Depending on the weed pressure, weeding differs in particular garden or field. Some may require weeding between 3 to 4 times a season while others require after every ten days for the first six weeks and then after two weeks rest of the season.

The lighter or sandy soil the less weeding required while the wetter the growing conditions more weeds are seen to sprout. Garlic requires water during growing season, with the use of drip irrigation, once the garlic is watered weed flushes and needs weeding as this helps to keep under control without much difficulty.

When weeding garlic, it is very important to be careful not to damage the garlic plant roots as they are shallow growing and fragile. Once the garlic plant root has been cut they do not grow back thus the need to use caution while weeding.

As weeds become larger, they require deeper cultivation in order to kill them and this can cause difficulty if you are trying to protect the garlic roots. One should just cut below the soil surface than pulling it out just in case its roots have intertwined with that of the plant.

Weed management methods before and after planting

For most weed control methods, timing is important because small weed seedlings are easier to kill than larger weeds. Before planting garlic, organic weed control methods are suited for this stage.

  1. Crop rotation with cover crops

Cover crops are rarely used in garlic production, however they can provide a variety of benefits to the crops when used in crop rotations. Timing is key to whether the cover crops promote or inhibit weed growth. If they become established quickly they suppress weeds.

Cover crops residue must have adequate time to breakdown in the soil before planting garlic, which require shallow, precise seeding depth with good seed-soil contact.

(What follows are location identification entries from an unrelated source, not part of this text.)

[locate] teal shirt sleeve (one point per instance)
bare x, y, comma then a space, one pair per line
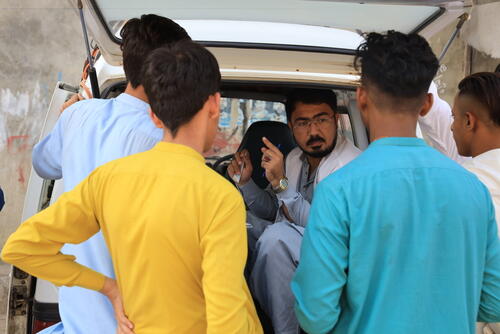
489, 307
321, 274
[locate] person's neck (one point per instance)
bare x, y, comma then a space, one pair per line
137, 92
486, 142
192, 134
391, 124
313, 163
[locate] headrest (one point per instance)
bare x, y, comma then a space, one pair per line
278, 133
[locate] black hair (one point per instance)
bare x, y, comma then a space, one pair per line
178, 79
141, 36
484, 88
399, 65
309, 96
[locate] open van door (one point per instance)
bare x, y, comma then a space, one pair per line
27, 310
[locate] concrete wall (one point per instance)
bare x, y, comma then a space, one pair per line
40, 43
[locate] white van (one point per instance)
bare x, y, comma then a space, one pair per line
265, 48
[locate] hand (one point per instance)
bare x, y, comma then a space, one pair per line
75, 98
111, 290
234, 168
273, 163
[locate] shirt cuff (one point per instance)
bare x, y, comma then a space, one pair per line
249, 188
90, 279
288, 193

Cover crops also have the potential to increase weed pressure because annual weeds establishing themselves at the time of cover crop and also decomposition of weeds before the cover crop making detection difficult.

It is important to monitor cover crops following seeding to make sure that they are not creating weed problem.

  1. Cultivation

To prevent the increase of weed seed in the soil, cultivate weeds before they set seed in cover or rotation crops. In a case cover crops are uses, clean cultivate the field before planting garlic.

  1. Stale seedbed

This method can provide substantial weed control. It involves controlling the final flush of weeds before planting, followed by minimal soil disturbance to reduce subsequent weed flushes. To do this, prepare a seedbed, reirrigate it to germinate weed seeds then cultivate as shallow as possible to kill emerged seedlings. The crop can then be planted afterwards. The efficacy of thus methods depends on the time of year and the irrigation system used. One should irrigate and cultivate as close as possible to planting time to ensure the soil temperature and climatic conditions are similar to crop germination period.

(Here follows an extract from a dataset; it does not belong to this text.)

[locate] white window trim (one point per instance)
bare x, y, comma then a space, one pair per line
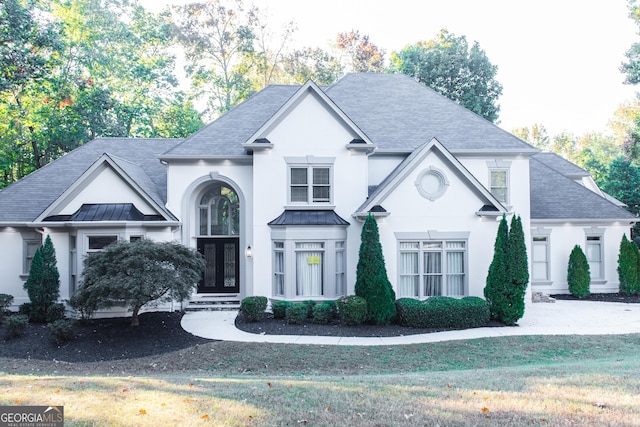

Weed Management after Planting

  1. Cultivation

This is one of the most effective weed control practices because of the high-density plantings of garlic, as most of the bed top is occupied with the seedlings. Cultivation is often limited to a narrow band on the bed and the shoulders of the bed.

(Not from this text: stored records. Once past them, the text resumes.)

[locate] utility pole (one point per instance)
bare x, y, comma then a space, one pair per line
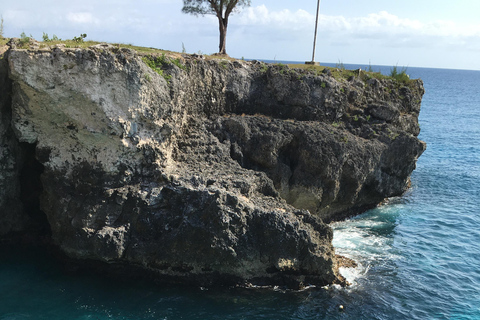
315, 38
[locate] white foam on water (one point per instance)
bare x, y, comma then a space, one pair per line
366, 239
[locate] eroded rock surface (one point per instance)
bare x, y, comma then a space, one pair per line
217, 172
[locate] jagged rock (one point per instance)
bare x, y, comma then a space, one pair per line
212, 171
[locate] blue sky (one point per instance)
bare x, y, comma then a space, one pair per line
416, 33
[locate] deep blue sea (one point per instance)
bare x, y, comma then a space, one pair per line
419, 255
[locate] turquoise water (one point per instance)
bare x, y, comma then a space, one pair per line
419, 255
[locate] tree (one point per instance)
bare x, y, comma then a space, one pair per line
220, 8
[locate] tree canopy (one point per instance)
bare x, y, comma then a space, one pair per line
220, 8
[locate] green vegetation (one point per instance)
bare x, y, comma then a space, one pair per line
80, 39
47, 39
157, 64
344, 74
401, 76
340, 65
220, 9
24, 39
1, 27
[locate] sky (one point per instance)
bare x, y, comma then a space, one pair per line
407, 33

The goal of cultivation is to remove weed seedlings close to the seed row as possible without disturbing the crop.

  1. Hand weeding

Although this method is effective, it is costly.  It is particularly difficult in garlic farming due to close plant spacing. One needs to hand weed carefully to avoid damaging or killing the plant.

  1. Herbicides

Foliar-applied herbicides may be used as crop emergence to control established weeds. Herbicide application in garlic farming controls and slows the growth of weeds germinating shortly after planting.

Based on your farming practices one chooses the variety of foliar herbicide to use either organic or chemical herbicide.